Giter Club home page Giter Club logo

cacherepository-1's Introduction

CacheRepository

A repository that caches data in memory and allows you to use indexes to query data quickly.

By default, Dapper-Extensions is used internally for relational database support. This means that many of the same configuration features and conventions available in Dapper-Extensions applies to CacheRepository as well.

CacheRepository also supports text files as data sources.
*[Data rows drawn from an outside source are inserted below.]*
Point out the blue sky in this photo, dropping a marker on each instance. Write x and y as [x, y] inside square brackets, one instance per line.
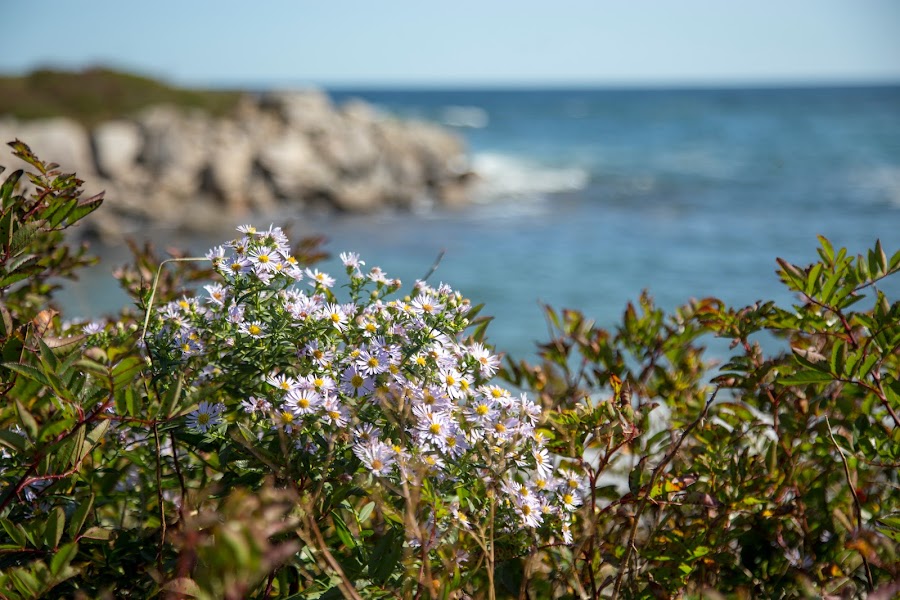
[458, 42]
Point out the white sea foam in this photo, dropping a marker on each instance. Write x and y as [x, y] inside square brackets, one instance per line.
[503, 176]
[473, 117]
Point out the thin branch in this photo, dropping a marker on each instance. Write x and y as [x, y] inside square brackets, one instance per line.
[434, 265]
[629, 547]
[856, 503]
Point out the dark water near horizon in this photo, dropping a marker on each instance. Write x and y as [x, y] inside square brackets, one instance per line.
[590, 196]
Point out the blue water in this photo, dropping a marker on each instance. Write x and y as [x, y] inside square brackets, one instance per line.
[590, 196]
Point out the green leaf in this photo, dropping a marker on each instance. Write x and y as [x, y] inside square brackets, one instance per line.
[62, 558]
[124, 372]
[9, 186]
[85, 207]
[836, 363]
[183, 586]
[24, 235]
[827, 251]
[56, 525]
[97, 533]
[98, 432]
[80, 516]
[92, 367]
[343, 531]
[806, 377]
[26, 583]
[29, 372]
[15, 532]
[58, 213]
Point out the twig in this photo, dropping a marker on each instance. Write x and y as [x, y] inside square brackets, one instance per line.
[156, 284]
[856, 504]
[159, 498]
[629, 547]
[434, 265]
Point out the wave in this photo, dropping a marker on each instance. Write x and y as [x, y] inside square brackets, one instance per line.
[473, 117]
[504, 176]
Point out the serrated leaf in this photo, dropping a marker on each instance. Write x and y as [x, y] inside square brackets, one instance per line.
[98, 432]
[827, 251]
[85, 207]
[365, 512]
[80, 516]
[343, 531]
[806, 377]
[14, 531]
[26, 583]
[126, 369]
[63, 558]
[58, 213]
[97, 533]
[92, 367]
[24, 235]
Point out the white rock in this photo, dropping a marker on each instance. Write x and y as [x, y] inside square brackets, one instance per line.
[117, 146]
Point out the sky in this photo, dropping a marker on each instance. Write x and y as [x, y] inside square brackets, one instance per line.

It can read from both delimited and fixed width files and write to them as well with little configuration.

I mostly use CacheRepository library within ETL programs that I write when it is necessary to be fast and when I will very likely be moving large amounts of data around.
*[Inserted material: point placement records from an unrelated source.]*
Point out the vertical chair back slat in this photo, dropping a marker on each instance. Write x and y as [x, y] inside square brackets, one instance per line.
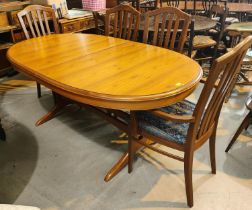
[222, 74]
[46, 23]
[30, 25]
[162, 32]
[168, 31]
[169, 26]
[35, 18]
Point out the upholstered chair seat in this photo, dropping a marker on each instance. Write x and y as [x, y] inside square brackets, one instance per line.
[172, 131]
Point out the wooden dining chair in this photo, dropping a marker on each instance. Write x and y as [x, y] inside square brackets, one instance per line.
[167, 27]
[148, 5]
[207, 5]
[35, 21]
[244, 125]
[186, 126]
[124, 20]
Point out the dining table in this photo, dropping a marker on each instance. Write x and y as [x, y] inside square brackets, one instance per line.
[107, 74]
[232, 6]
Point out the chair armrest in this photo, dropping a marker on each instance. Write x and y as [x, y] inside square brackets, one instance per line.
[173, 117]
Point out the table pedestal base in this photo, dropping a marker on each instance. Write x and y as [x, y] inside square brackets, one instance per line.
[60, 103]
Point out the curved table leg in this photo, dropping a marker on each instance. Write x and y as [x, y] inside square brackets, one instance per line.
[60, 103]
[2, 133]
[122, 162]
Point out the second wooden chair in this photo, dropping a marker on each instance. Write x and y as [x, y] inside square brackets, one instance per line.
[34, 21]
[186, 126]
[167, 27]
[124, 21]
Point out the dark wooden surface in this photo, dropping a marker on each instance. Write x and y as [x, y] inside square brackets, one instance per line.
[201, 23]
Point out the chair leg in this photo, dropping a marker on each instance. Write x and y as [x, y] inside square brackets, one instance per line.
[188, 162]
[212, 151]
[244, 124]
[38, 90]
[131, 154]
[2, 134]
See the following for more details

CacheRepository Introduction (Why I Made It)

CacheRepository Use Case - Reading From (Somewhat) Unstructured Text File

Writing To And Reading From Text File

Features

  • Repository can query both relational databases and file based data sources using the same (or very similar) api

  • Insert into and read from both delimited and fixed width text files

  • Create in memory indexes

  • Built in Sql Server bulk insert implementation

  • Customize sql select queries by entity type

  • Use pure POCO entities

  • Optional and configurable entity Id property usage

  • Load data from remote data source and persist it locally to avoid having to query the remote data source in future runs.

Installation

https://nuget.org/packages/CacheRepository

PM> Install-Package CacheRepository

Usage

Assume the following type.

public class Blog
{
    public int Id { get; set; }
    public string Title { get; set; }
    public string Author { get; set; }
    public string CreatedDate { get; set; }
}

Insert

Insert into sql database

IDbConnection connection = new SqlConnection(@"data source=....");
var config = new SqlRepositoryConfigBuilder(connection).Build();
using (var repository = config.BuildRepository())
{
	var blog = new Blog
		{
			Title = "Future Time Saver Log",
			Author = "Gary Brunton",
			CreatedDate = DateTime.Now
		};
	repository.Insert(blog);
	repository.Commit();
}

Insert into comma delimited text file

var config = new FileRepositoryConfigBuilder(@"c:\folderContainingFiles")
	.WithFileDelimitor(",")
	.WithFieldQualifier("\"")
	.Build();
using (var repository = config.BuildRepository())
{
	var blog = new Blog
	{
		Title = "Future Time Saver Log",
		Author = "Gary Brunton",
		CreatedDate = DateTime.Now
	};
	repository.Insert(blog);
}

Bulk Insert (SqlRepository only)

using (var repository = config.BuildRepository())
{
	var stopwatch = new Stopwatch();
	stopwatch.Start();
	for (var i = 0; i < 5000000; i++)
	{
		repository.BulkInsert
			(
				new Blog
					{
						Title = "Future Time Saver Log",
						Author = "Gary Brunton",
						CreatedDate = DateTime.Now
					}
			);
	}
	repository.BulkInsertFlush();
	repository.Commit();
	stopwatch.Stop();
	var elapsedMilliseconds = stopwatch.ElapsedMilliseconds;
}

On my laptop, this completed in 1.7 minutes.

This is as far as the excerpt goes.